Each have a very personal perspective, and everyone of them seeking their blood relatives out for different meaningful reasons. Some have found one or more close family, others close cousins, and a few have seen hopes rise and fall as results have proven one path or another to become unsuccessful grasping for the truth.

The good news is that none are at, what I would deem, a brick wall. In the course of a few months at least two have seen close cousins pop-up in their existing results as new people get their DNA tests conducted at random out in the community. Yet even those have proven challenging to wait for a responses from attempts to reach out to these newfound relatives.

I have seen one find a birth parent. Although hesitate to reach out to half-siblings. Even as the genealogy makes progress on one level or another, patience is certainly got to be on people’s minds as they try and limit their hopes so as not to be dashed by unforeseen outcomes. I know how it can weigh favorable one day, then the next be drawn thin by limited progress, that strains the emotions back and forth. Especially as the holidays approach, it seems inevitable that we all should be wary to surround ourselves with the blessings we already have in our lives.

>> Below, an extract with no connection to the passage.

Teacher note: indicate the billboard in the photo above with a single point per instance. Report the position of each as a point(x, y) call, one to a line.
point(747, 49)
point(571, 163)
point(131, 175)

Some of us who live in regions where the season also brings a change in the climate, especially the cold of winter, must also contend with the challenges to keep healthy and warm. The reality of searching for birth family does not let up or give us a break when the day-to-day challenges require our attention. It seems unfair that when we do feel down, sometimes it can be amplified with distractions of daily living.

Despite being brought up in the past, I encourage everyone to have an outlet that is not just focused on his or her search, as tempting as it might be. It is not that I am being approached frequently with heartache and requests for support. I just recall my day-to-day feelings swinging like a pendulum on an old clock, so I can only assume it does so similarly with others.